Escarchada madrugada de sábado. Mujer, ¿has escuchado ese chillido femenino insistente y desgarrado que ha sajado la seda de la oscuridad? Mira, ¿no has oído las voces, cómo han abierto las ventanas y levantado las persianas? ¿No has sentido a alguien pidiendo «calma, calma...» y luego cómo arrancó un coche, seguido del ladrido de un perro, y de otro más lejano? Mucho después vino la luz de la aurora. Tras levantarnos, camino del mercado de frutos frescos del campo, recordé aquel agónico y aterrador alarido. Y mientras hablabas con la flaca muchacha que vende huevos y grelos, el grito me pareció similar al que emiten las criaturas que arden en el infierno. ¿Qué vio y sintió aquella mujer angustiada? Y tú, ¿no percibiste el vasto silencio que cubrió la calle tras el eco del último ladrido?
Mujer, atiende. Dicen que las madrugadas exhiben una clase de belleza solo perceptible para la mirada de los mouchos. Pero aquella muchacha no debió contemplar tal belleza, sino el horror, no el horror reservado a las criaturas condenadas al fuego eterno, este no, sino algo peor: el destinado para las que padecen la falta de eternidad. Querida, ¿sabes que hay hombres que han perdido su alma, mejor su ausencia de alma, apostando en los casinos que ni siquiera visitan los peores monstruos de las tinieblas? Ni el diablo quiere tratos con ellos. Prefiere jugar a la ruleta: llama a cobro revertido y marca un número al azar para ver si alguna alma cándida cae en sus redes. Antes que este intolerable espanto, miña nena, mejor alistarse en los cursos de la quimioterapia, o empadronarse en los suburbios donde los chalados apagan cigarrillos en la boca húmeda del alba, mientras sus colegas toman sus dosis de metadona sentados en un banco.
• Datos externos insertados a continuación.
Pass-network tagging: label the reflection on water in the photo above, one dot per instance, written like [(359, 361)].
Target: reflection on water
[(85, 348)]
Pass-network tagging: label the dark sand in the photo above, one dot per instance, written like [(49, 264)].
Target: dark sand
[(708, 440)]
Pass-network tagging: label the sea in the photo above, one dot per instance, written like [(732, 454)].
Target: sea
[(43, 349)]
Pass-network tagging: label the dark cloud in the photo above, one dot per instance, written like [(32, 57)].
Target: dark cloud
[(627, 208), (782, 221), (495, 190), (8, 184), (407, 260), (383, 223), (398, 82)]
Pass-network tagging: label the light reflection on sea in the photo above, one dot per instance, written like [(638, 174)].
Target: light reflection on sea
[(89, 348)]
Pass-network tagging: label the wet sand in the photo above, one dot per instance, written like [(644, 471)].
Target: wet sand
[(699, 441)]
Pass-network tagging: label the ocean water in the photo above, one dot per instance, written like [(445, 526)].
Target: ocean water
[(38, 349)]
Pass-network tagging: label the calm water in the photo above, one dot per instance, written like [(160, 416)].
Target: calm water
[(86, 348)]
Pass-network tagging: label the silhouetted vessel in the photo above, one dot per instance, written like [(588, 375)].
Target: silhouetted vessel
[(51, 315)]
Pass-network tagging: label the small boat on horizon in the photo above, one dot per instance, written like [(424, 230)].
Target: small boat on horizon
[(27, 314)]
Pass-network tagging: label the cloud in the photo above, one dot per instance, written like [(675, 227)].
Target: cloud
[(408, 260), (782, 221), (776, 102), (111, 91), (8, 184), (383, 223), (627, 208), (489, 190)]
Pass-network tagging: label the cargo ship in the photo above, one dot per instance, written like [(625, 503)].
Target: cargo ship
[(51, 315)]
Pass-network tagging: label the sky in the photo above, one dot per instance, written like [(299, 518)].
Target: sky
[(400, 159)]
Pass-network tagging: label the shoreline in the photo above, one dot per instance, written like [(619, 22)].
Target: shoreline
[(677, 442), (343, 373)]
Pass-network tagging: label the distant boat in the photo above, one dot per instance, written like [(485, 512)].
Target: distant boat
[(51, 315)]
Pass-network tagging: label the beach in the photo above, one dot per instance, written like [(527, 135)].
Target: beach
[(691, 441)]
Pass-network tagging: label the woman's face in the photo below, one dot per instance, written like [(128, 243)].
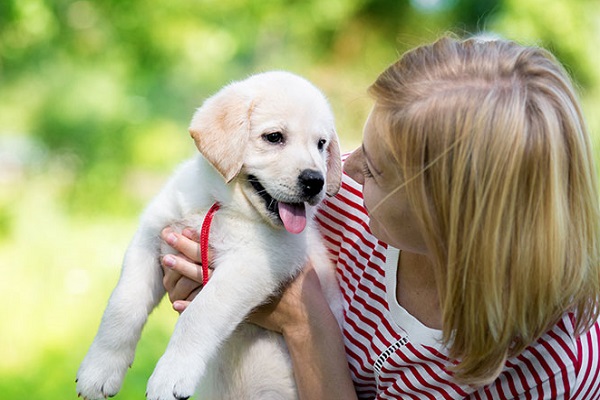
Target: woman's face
[(391, 218)]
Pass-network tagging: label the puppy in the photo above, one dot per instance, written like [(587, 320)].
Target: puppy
[(268, 156)]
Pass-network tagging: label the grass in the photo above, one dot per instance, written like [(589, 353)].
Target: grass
[(57, 273)]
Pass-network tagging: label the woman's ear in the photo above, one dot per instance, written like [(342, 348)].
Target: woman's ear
[(220, 129), (334, 166)]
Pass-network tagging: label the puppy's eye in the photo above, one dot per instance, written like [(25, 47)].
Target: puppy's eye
[(274, 137), (321, 144)]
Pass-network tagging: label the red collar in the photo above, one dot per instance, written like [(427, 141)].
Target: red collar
[(204, 234)]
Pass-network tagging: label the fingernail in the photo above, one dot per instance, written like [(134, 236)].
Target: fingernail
[(169, 261)]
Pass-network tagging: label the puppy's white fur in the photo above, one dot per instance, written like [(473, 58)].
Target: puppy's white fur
[(212, 350)]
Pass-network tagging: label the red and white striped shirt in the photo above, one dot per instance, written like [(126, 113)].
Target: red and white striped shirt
[(392, 355)]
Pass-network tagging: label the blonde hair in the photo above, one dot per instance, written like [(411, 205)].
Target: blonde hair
[(496, 161)]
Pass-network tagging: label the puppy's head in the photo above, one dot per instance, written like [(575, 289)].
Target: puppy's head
[(274, 135)]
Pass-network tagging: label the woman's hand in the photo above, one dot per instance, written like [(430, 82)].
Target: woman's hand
[(183, 271), (300, 313)]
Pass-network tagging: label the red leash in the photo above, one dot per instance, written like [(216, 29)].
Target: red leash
[(204, 234)]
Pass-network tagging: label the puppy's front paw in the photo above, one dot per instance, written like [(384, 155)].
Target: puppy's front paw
[(101, 374), (173, 378)]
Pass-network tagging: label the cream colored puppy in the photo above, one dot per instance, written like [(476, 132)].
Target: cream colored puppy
[(269, 154)]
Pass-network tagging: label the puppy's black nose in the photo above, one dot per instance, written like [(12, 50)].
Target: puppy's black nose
[(311, 182)]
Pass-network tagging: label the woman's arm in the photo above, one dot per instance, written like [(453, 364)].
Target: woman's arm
[(301, 314)]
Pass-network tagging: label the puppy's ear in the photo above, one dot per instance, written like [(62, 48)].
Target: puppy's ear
[(334, 166), (220, 129)]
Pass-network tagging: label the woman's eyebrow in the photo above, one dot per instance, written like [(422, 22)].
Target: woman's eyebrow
[(369, 160)]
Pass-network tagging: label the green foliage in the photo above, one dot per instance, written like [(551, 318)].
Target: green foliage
[(95, 99)]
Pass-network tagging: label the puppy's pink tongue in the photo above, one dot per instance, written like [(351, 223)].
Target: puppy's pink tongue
[(293, 216)]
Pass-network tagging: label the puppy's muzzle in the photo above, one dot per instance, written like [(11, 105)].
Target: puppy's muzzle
[(311, 182)]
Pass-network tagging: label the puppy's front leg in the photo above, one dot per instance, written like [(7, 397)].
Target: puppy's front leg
[(138, 291), (231, 294)]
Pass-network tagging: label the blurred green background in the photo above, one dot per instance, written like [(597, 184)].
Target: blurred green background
[(95, 99)]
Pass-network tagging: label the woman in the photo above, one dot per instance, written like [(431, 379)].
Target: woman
[(473, 270)]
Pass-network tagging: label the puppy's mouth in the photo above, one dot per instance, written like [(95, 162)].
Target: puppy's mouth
[(291, 215)]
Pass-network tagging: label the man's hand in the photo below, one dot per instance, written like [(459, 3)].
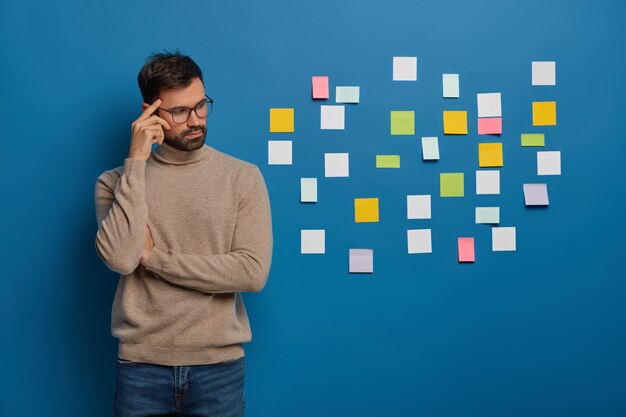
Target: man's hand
[(146, 130), (147, 249)]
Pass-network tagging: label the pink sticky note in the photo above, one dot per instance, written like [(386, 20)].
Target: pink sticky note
[(320, 87), (466, 249), (490, 126)]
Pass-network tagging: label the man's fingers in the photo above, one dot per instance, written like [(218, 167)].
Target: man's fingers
[(150, 109)]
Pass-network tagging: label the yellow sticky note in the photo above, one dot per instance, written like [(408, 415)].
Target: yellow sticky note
[(454, 122), (281, 120), (365, 210), (544, 113), (490, 155)]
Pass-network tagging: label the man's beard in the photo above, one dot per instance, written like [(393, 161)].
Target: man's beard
[(182, 143)]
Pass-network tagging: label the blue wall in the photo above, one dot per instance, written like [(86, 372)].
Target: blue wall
[(536, 332)]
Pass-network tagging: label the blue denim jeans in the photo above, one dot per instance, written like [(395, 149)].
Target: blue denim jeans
[(214, 390)]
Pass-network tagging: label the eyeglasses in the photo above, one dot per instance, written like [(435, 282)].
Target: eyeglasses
[(182, 114)]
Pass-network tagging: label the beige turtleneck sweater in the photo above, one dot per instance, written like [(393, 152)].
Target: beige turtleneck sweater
[(210, 220)]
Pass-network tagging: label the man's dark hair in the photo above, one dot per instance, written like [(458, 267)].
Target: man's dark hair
[(165, 70)]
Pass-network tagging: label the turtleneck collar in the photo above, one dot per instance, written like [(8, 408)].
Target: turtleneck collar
[(167, 154)]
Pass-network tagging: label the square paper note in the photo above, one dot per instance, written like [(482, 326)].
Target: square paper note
[(312, 241), (419, 241), (361, 261)]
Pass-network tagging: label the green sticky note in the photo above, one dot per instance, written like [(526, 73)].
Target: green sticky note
[(487, 215), (387, 161), (451, 184), (308, 190), (402, 122), (347, 94), (533, 139)]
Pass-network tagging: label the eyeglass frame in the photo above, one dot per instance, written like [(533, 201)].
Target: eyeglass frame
[(207, 99)]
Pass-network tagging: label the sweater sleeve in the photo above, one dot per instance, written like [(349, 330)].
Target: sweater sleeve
[(122, 215), (246, 267)]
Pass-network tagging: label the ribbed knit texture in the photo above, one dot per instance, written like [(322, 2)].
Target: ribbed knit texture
[(210, 220)]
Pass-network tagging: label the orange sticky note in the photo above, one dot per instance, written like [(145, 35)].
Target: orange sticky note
[(365, 210), (320, 87), (281, 120), (454, 122), (466, 249), (544, 113), (490, 126), (490, 155)]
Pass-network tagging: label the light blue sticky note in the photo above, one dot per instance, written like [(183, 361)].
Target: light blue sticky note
[(347, 94), (451, 85), (430, 148), (308, 190), (487, 215)]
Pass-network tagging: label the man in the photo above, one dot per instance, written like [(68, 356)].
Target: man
[(189, 229)]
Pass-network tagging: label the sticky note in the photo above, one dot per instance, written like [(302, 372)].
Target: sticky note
[(533, 139), (544, 73), (430, 148), (347, 94), (279, 152), (404, 68), (281, 120), (451, 184), (419, 241), (490, 126), (332, 117), (489, 104), (308, 190), (402, 122), (549, 163), (320, 87), (387, 161), (454, 122), (502, 239), (336, 165), (418, 206), (365, 210), (488, 181), (544, 113), (312, 241), (487, 215), (450, 85), (490, 155), (361, 261), (536, 194), (466, 249)]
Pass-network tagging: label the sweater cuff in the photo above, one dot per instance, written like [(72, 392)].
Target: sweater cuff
[(157, 261)]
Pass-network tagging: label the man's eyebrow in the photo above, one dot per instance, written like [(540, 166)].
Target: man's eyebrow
[(183, 107)]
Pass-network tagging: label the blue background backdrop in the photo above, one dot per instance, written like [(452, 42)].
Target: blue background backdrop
[(537, 332)]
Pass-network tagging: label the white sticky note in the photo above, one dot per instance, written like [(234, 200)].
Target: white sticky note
[(404, 68), (361, 261), (487, 215), (279, 152), (503, 239), (308, 190), (418, 206), (536, 194), (419, 241), (549, 163), (430, 148), (347, 94), (450, 85), (489, 104), (488, 181), (544, 73), (332, 117), (313, 241), (337, 165)]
¿Ves? Dos días después, lo que parecía pesadilla devino realidad. Mas en esta ocasión, como casi siempre por azar, el persistente chillido lo oyeron dos ángeles custodios. La hiena carroñera escapó. Las tinieblas temblaron de soledad y arrojaron murciélagos de miedo sobre la figura femenina, ahora encriptada en un silencio tan impenetrable como la noche en la montaña. Mira. Los días respiran rabia, ira y cólera. No auguran nada bueno. Han sonado campanas de muerte. ¿Las has oído? Ya agonizaba el año cuando izaron la más pesada bandera del dolor. ¡Observa! Los árboles se estremecen de miedo. Los perros han enmudecido. Las gaviotas se han refugiado entre los escombros. Avergonzados, los pájaros gimen entre los cañaverales. Y el viento sopla sombrío...
Descendía la luz por la vieja escalera hacia el caldero de la mañana y todo lo visible se ocultó bajo el murmullo de la lluvia cuando llegó la hiena conduciendo la comitiva hasta el escenario de su crimen sin nombre. Escucha, mujer. Siempre (o casi) se acaban adivinando los caminos de los asesinos. Pero ver a una criatura en el umbral de la vida rebelarse contra la fatalidad de un destino no labrado, encarar con coraje la más terrible muerte, eso, amor mío, eso debe ser indescriptible.
Temblorosa agua oscura la esperaba al fondo del cilindro de la muerte. Caen dos lágrimas furtivas de tus ojos, meu amor. Pero así es. Allí la arrojó esa alimaña que calma, no su sed, sino su falta de sed con sangre salada. Como si se tratase de un guijarro que ha ido puliendo el agua durante 16 meses, allí desnuda la tiró. ¡Señor!, ¿dime?: ¿puede ser éste, uno de los nuestros? Ahora que lo han despojado de todas sus costras, ya ni siquiera lo aprecia el vientre que lo parió. Sí. ¡Púdrete, bestia inmunda!